Altas Capacidades, neurodiversidad que debe ser atendida en las escuelas

Firmantes recientes:
Irupé Alvira y 19 personas más firmaron la petición recientemente.

La causa

Seguramente conocés a un niño o niña que aprende cosas antes de la edad promedio, que se sumerge en sus intereses con una intensidad inusual, que empieza solo a leer y escribir mucho antes de lo esperado.  O  fanático de las matemáticas, que hace cálculos mentales que sorprenden, preguntas profundas que nos dejan sin respuesta, o que muestra una sensibilidad especial ante lo que sucede a su alrededor.  A veces parecen “más grandes” para algunas cosas… pero pueden frustrarse con facilidad, tener emociones muy fuertes, sentirse diferentes, no encajar con sus pares y desmotivarse en la escuela, hasta el punto de parecer que tienen problemas de aprendizaje, cuando es aburrimiento. 

Muchas personas creen que quienes tienen Altas Capacidades (ACI o AACC) “solo tienen ventajas”. Pero la realidad es muy distinta.
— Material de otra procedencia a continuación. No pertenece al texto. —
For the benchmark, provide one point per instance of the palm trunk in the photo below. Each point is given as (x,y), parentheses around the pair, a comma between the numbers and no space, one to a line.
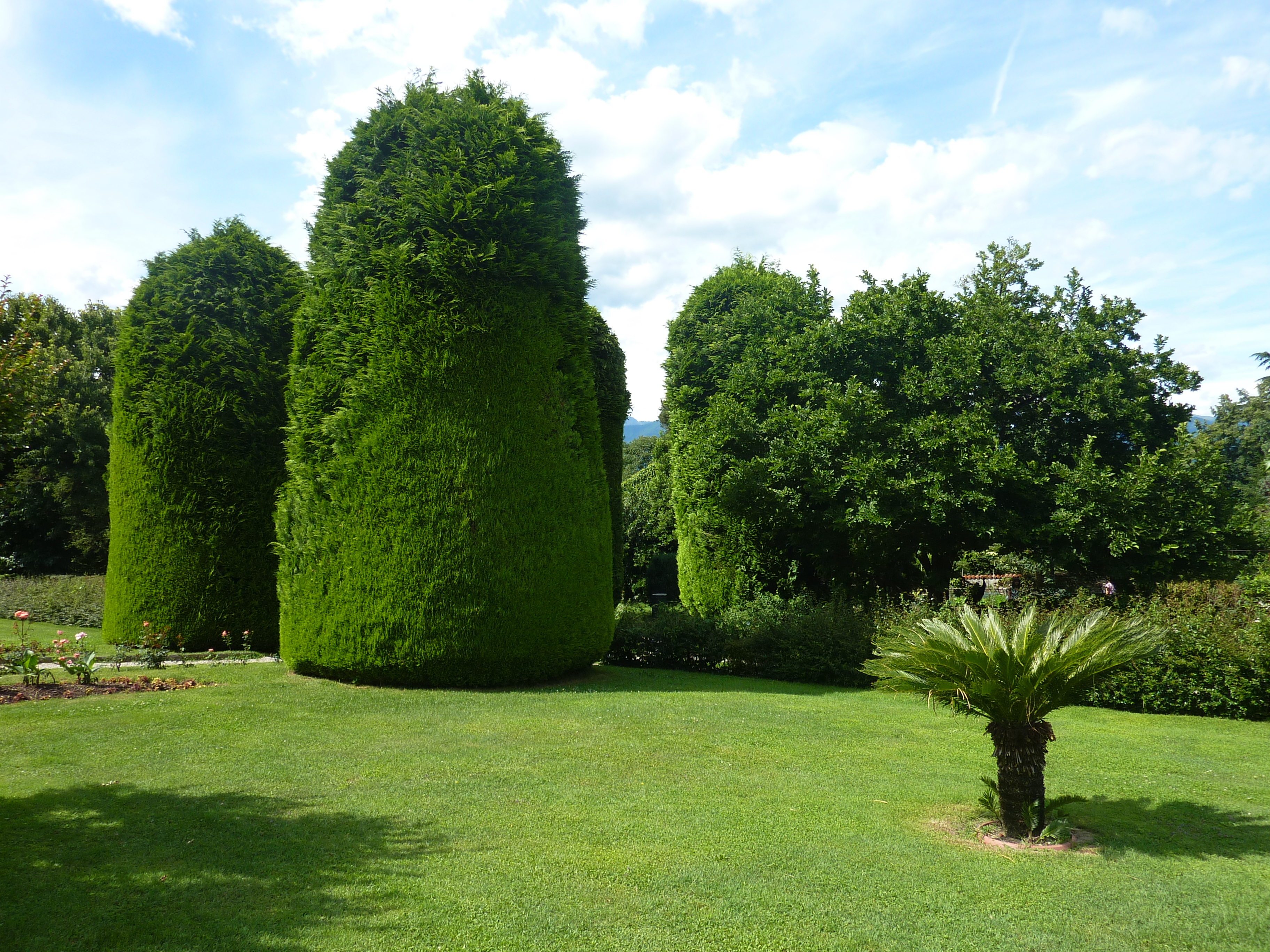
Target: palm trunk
(1020,752)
Cuando este perfil neurológico no es comprendido ni acompañado adecuadamente, puede convertirse en una fuente profunda de sufrimiento. Las familias convivimos con realidades que casi no se conocen: niños que lloran por sentirse “raros”, adolescentes que esconden sus intereses y capacidades para encajar, estudiantes que se aburren tanto en una clase que da contenidos que ya conocen hace años que terminan rechazando la escuela o mostrándose disruptivos, o que reciben diagnósticos incorrectos porque su manera intensa y profunda de pensar y sentir se interpreta como un trastorno. 
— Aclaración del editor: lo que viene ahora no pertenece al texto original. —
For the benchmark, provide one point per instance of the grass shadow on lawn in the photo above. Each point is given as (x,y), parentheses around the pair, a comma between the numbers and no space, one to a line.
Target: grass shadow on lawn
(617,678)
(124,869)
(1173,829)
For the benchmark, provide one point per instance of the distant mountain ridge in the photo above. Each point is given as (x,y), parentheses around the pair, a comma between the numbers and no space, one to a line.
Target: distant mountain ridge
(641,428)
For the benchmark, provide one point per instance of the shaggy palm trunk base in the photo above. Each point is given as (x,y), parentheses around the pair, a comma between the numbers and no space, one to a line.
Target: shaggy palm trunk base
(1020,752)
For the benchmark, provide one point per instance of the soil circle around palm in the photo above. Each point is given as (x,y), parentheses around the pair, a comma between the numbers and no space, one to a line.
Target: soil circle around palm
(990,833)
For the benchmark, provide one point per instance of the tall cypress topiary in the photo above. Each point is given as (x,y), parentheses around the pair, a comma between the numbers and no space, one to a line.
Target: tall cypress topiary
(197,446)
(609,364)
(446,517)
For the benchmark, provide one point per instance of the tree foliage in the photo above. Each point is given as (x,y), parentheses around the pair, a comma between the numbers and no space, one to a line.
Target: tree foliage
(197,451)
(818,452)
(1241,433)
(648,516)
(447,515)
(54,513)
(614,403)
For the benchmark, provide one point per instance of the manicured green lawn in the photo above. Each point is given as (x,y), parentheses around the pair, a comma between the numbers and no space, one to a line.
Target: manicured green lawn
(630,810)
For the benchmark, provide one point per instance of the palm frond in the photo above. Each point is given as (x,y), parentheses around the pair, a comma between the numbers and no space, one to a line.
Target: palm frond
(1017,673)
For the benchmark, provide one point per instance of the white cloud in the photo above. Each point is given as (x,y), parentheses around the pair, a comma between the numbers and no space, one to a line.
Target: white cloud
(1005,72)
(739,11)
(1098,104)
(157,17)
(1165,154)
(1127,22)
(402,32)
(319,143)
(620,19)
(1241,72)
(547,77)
Las Altas Capacidades no son un rendimiento excepcional ni un privilegio: son una forma distinta de procesar el mundo. Una neurodivergencia.
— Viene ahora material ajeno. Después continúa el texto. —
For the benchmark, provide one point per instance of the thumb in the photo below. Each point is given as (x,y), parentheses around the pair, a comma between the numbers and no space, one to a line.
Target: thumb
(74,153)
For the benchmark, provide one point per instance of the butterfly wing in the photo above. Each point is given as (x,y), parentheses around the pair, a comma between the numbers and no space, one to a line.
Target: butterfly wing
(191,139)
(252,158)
Y cuando no se reconoce, los efectos pueden ser graves: estrés crónico, ansiedad, depresión, problemas de conducta, aislamiento, bullying, bajo rendimiento académico,  y a veces, abandono escolar. Y son muchos más casos de los que imaginamos. Todo esto es evitable con capacitación docente específica y adecuaciones no muy complejas.

 

La situacion actual
El artículo 93 de la Ley Nacional de Educación establece que “las autoridades educativas deben organizar programas para la identificación temprana, evaluación, seguimiento, orientación y flexibilización escolar de alumnos con “capacidades o talentos especiales”. Sin embargo, esto casi nunca se implementa.

Los motivos son varios:

  • falta de formación de autoridades y equipos docentes
  • desconocimiento de la normativa
  • ausencia de herramientas prácticas para detectar y acompañar
  • y una altísima tasa de diagnósticos erróneos, como TEA, TDAH o TOD (trastorno oposicionista desafiante), cuando se confunden características propias de las Altas Capacidades

En la Provincia de Buenos Aires, el Acta 2024-28451026-GDEBA desde el año 2024 reconoce a las Altas Capacidades y establece orientaciones claras para su acompañamiento. Una vez identificado el alumno como ACI por parte de la familia o la institución, “los equipos de conducción de las instituciones junto al equipo docente y al Equipo de Orientación Escolar serán los responsables de planificar y desarrollar propuestas pedagógicas diversificadas (...)” Estas son adecuaciones y/o enriquecimiento curricular de distinto tipo dependiendo el perfil ACI de cada alumno. Diferentes estrategias como  ampliación, enriquecimiento, complejización y en algunos casos específicos, aceleración parcial o promoción anticipada. Si bien hay muchas escuelas que realizan esfuerzos para diseñar y aplicar estas adecuaciones, la gran mayoría aún desconoce del tema y no cuenta con formación para hacerlo. 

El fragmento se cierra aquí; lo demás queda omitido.